‘My blood ran cold’ are the police losing control of the streets?
Yesterday’s Guardian carried a column written by an anonymous Metropolitan Police Officer, in it he says he no longer feels safe going to work, feels he and his colleagues are being stretched beyond their capabilities, he does not feel valued and he is seeing colleagues quit from exhaustion and frustration.
While the piece in The Guardian talks specifically about the situation in London one retired senior officer from Sussex Police says the situation is no different among the men and women policing Hastings and other parts of the county.
Mark Ling was a Detective Chief Inspector when he retired from Sussex police in 2017 and at one stage of his career he was commander at Hastings Police Station.
Speaking to Hastings In Focus today Mr Ling said: “When I read the piece in yesterday’s Guardian my blood ran cold because I know that’s exactly the way our local police officers – many of them my former colleagues – are feeling too.”
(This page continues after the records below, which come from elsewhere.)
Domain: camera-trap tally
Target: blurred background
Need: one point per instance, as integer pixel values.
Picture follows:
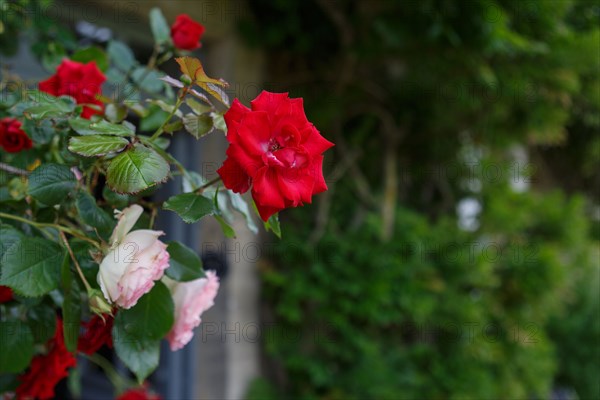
(456, 253)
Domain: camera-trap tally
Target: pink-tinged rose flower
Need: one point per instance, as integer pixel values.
(191, 300)
(274, 149)
(83, 82)
(136, 259)
(186, 33)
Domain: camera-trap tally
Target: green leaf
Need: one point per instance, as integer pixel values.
(227, 229)
(152, 317)
(42, 321)
(41, 132)
(51, 183)
(198, 125)
(160, 28)
(10, 238)
(148, 79)
(191, 207)
(115, 113)
(141, 356)
(60, 108)
(184, 263)
(94, 216)
(86, 127)
(121, 55)
(16, 342)
(136, 169)
(71, 307)
(219, 122)
(96, 145)
(92, 53)
(32, 267)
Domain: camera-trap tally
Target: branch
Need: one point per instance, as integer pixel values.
(13, 170)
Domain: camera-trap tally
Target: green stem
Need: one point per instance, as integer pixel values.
(207, 184)
(74, 259)
(113, 376)
(72, 232)
(167, 156)
(161, 128)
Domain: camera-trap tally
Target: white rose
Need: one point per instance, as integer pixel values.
(136, 259)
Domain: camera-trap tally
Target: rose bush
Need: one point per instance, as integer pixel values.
(12, 138)
(186, 33)
(135, 261)
(72, 158)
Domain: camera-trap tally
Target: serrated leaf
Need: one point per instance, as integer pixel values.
(94, 216)
(42, 321)
(228, 231)
(32, 267)
(71, 306)
(121, 55)
(184, 263)
(198, 125)
(219, 122)
(152, 316)
(136, 169)
(10, 237)
(96, 145)
(16, 342)
(141, 356)
(160, 28)
(190, 207)
(51, 183)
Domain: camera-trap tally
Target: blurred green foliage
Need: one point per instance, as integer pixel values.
(431, 103)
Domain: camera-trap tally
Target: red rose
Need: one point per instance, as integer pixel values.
(81, 81)
(274, 149)
(186, 32)
(5, 294)
(139, 394)
(97, 334)
(12, 138)
(47, 370)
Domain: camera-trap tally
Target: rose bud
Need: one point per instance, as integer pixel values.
(191, 300)
(135, 260)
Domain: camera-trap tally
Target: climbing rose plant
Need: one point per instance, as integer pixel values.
(81, 262)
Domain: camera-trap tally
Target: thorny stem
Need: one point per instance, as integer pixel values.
(70, 231)
(77, 266)
(160, 129)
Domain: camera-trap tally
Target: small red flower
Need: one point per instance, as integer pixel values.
(83, 82)
(139, 394)
(97, 334)
(275, 150)
(12, 138)
(47, 370)
(186, 33)
(5, 294)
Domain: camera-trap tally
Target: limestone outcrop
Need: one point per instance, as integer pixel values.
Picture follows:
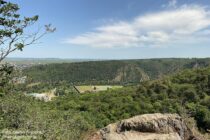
(147, 127)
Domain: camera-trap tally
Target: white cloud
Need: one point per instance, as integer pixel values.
(170, 4)
(154, 29)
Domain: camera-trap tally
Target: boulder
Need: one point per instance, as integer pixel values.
(147, 127)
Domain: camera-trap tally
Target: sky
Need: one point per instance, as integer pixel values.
(119, 29)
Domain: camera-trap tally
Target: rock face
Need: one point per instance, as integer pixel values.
(147, 127)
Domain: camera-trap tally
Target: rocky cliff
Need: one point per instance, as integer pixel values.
(147, 127)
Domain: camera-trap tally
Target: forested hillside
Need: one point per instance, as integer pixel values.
(74, 115)
(111, 72)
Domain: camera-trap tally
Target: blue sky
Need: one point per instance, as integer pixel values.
(120, 29)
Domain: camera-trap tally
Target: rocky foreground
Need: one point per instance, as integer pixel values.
(147, 127)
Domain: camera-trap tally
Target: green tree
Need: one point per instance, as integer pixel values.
(13, 34)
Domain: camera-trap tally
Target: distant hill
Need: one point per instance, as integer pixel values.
(112, 72)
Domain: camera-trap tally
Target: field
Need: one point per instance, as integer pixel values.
(96, 88)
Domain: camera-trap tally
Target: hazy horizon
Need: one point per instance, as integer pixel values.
(120, 29)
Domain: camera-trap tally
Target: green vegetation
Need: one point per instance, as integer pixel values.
(111, 72)
(96, 88)
(73, 115)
The anonymous officer explains that it’s not just the reduction in frontline officers, brought about by government cuts, that is doing the damage to the service but the cuts to behind the scenes services. For example he cites cases where police officers are sent to help the mentally ill, often sitting for hours with people who are a danger to themselves, only to see them released, then reoffend the following day with the officers being back at square one.
“I know from talking to current officers and from the work that we have been doing in the Retired Officers Who Care group that was set up last year that those self same problems exist right here in Hastings, our police officers are being forced to become quasi-social workers,” says Mr Ling.
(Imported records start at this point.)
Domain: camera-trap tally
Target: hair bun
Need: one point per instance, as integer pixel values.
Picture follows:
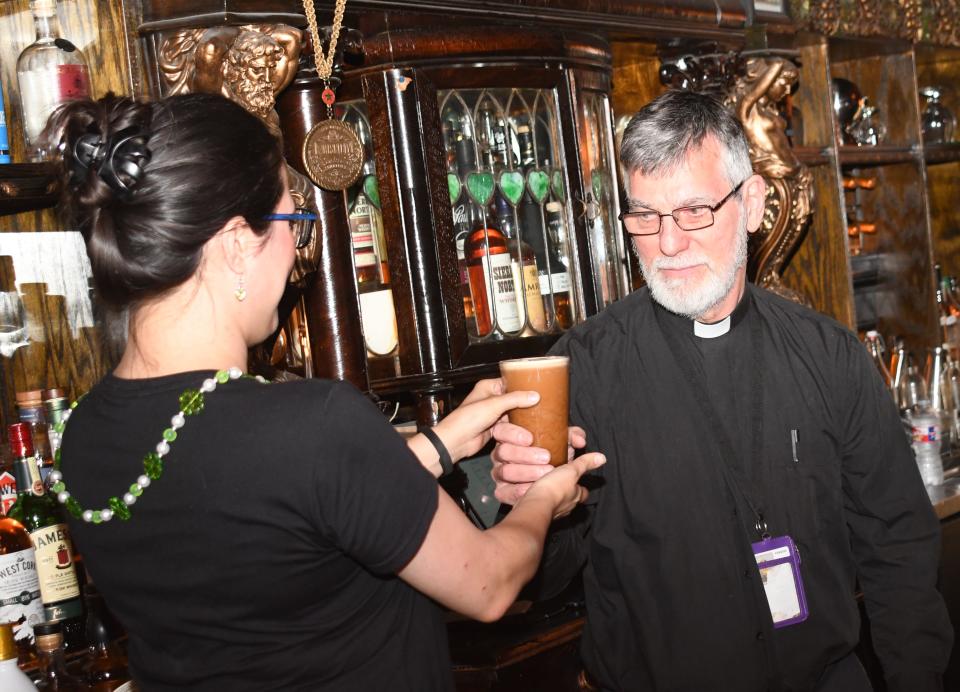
(119, 161)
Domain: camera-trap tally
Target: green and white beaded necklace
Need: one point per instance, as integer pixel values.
(191, 403)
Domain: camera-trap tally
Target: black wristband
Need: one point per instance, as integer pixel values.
(446, 463)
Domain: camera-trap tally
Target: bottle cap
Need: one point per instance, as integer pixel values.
(31, 398)
(21, 442)
(49, 636)
(8, 647)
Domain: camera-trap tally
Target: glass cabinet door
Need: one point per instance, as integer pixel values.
(506, 183)
(601, 200)
(371, 265)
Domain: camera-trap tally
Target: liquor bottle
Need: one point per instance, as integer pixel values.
(949, 326)
(12, 679)
(20, 602)
(41, 515)
(523, 264)
(50, 70)
(53, 675)
(491, 275)
(105, 668)
(30, 411)
(4, 137)
(875, 349)
(55, 404)
(465, 164)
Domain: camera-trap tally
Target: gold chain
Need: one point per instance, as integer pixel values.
(325, 64)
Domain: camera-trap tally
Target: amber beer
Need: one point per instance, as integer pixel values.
(547, 419)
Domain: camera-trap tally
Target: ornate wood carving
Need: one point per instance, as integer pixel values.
(764, 82)
(930, 21)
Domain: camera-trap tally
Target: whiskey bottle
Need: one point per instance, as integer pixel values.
(105, 668)
(12, 679)
(491, 275)
(523, 264)
(20, 602)
(53, 675)
(40, 514)
(50, 70)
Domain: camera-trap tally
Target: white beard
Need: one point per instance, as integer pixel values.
(693, 300)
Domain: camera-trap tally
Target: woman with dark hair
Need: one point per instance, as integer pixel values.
(252, 535)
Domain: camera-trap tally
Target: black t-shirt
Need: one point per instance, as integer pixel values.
(674, 598)
(265, 555)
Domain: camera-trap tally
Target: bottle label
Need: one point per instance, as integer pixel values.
(560, 282)
(379, 322)
(8, 492)
(58, 576)
(20, 593)
(498, 281)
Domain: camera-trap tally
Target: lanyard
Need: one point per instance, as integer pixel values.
(680, 349)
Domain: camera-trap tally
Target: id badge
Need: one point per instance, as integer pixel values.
(779, 565)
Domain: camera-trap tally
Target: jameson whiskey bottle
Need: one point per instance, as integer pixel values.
(50, 70)
(40, 514)
(20, 601)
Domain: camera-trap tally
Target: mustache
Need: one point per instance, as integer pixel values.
(681, 261)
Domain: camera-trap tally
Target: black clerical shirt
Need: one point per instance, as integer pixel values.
(674, 598)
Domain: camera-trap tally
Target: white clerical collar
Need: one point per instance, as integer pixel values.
(712, 331)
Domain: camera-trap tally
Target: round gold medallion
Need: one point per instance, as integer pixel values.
(333, 155)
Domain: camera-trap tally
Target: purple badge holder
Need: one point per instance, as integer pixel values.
(779, 564)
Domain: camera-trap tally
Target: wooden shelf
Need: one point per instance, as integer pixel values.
(941, 153)
(875, 156)
(27, 186)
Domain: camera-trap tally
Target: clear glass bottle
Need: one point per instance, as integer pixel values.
(50, 70)
(12, 679)
(937, 122)
(53, 675)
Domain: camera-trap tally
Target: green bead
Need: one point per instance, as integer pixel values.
(119, 509)
(191, 402)
(74, 507)
(152, 466)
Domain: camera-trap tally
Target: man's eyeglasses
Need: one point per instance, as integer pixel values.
(301, 224)
(648, 221)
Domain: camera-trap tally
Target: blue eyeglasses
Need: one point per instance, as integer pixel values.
(301, 224)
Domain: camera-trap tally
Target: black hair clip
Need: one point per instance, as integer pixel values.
(119, 162)
(122, 167)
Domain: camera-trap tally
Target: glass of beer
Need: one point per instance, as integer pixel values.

And Mr Ling knows officers under significant mental pressure because of the often traumatic nature of the jobs they are being sent to deal with and the relentlessness of the work they are doing.
With the current spate of knife crime in London Mr Ling says it’s not surprising so much of the focus of the national media is on policing in the capital but the issues raised by the officer writing in The Guardian yesterday are every bit as pertinent to the officers policing our home town.
“That piece could just as easily have been written by an officer from round here,” he says.
East Sussex County Councillor Godfrey Daniel has a special interest in local policing having been a candidate for the post of Police and Crime Commissioner in 2012, he told Hastings In Focus: “I am full of admiration for our hard-pressed police officers who, I believe, are well aware that that they are seemingly unappreciated by this Government.
“The police service has been so cut back that police officers on foot seem to be getting to be an endangered species and the public is very aware of that unhappy situation.
“Austerity cuts to policing have only benefitted crime and anti-social behaviour, making our community less safe and demoralising our hardworking police officers. This is not an acceptable state of affairs and personally, I would want to see effective policing really valued by those in power.”
Some of the key points highlighted by the Metropolitan officer were:
*I’ve found myself many times kneeling on the pavement holding parts of bodies together…
*I have anxiety and PTSD…
*The system is broken…
*I do not feel safe policing London’s streets…
*Our duties are being stretched beyond our capabilities…
*Police officers no longer have faith
He says: “There’s a saying in the police. It’s not sophisticated or clever, really, and it’s been passed down from generation to generation of coppers; it’s not new. ‘The job is fucked,’ they say. Only now, it doesn’t feel as flippant as it used to.”
“I have anxiety and PTSD… I do not feel safe policing London’s streets and, moreover, increasingly I do not feel that people in London are safe.”
“In the borough I am stationed in – much like other boroughs – where there is a population of about 250,000 people, there are on average ten police officers for the entire area to respond to emergency calls per shift.”
“Attackers have pulled knives on me. My colleagues – friends – have been stabbed in front of me. I’ve found myself many times kneeling on the pavement holding parts of bodies together.”
“…a steep upturn in the amount of calls we attend that involve a blade or even a gun. I don’t mind admitting I’m scared going out on these jobs… I no longer feel we’re in control.”
“…there isn’t really time to recover. You’re expected to go straight out on to the next job, sometimes on the same night, even if a situation is debilitating. If you’re lucky, you’ll get an inspector or a sergeant who’s half decent, and asks how you are. Often you think you’re all right for a while. But it takes its toll eventually. I have PTSD from particular jobs – I get panicky, and I’ve had periods of intense flashbacks – but when I asked my GP about being referred for help, he said I had to go through occupational health. I’ve been waiting for more than six months.”
“Our annual leave is in lockdown because of the anticipation of a rise in violence after we leave the EU.”
“For years, people inside and outside the force have been saying that policing is on the brink of collapse. The mood now is that we are no longer on the brink. We have gone over the edge.”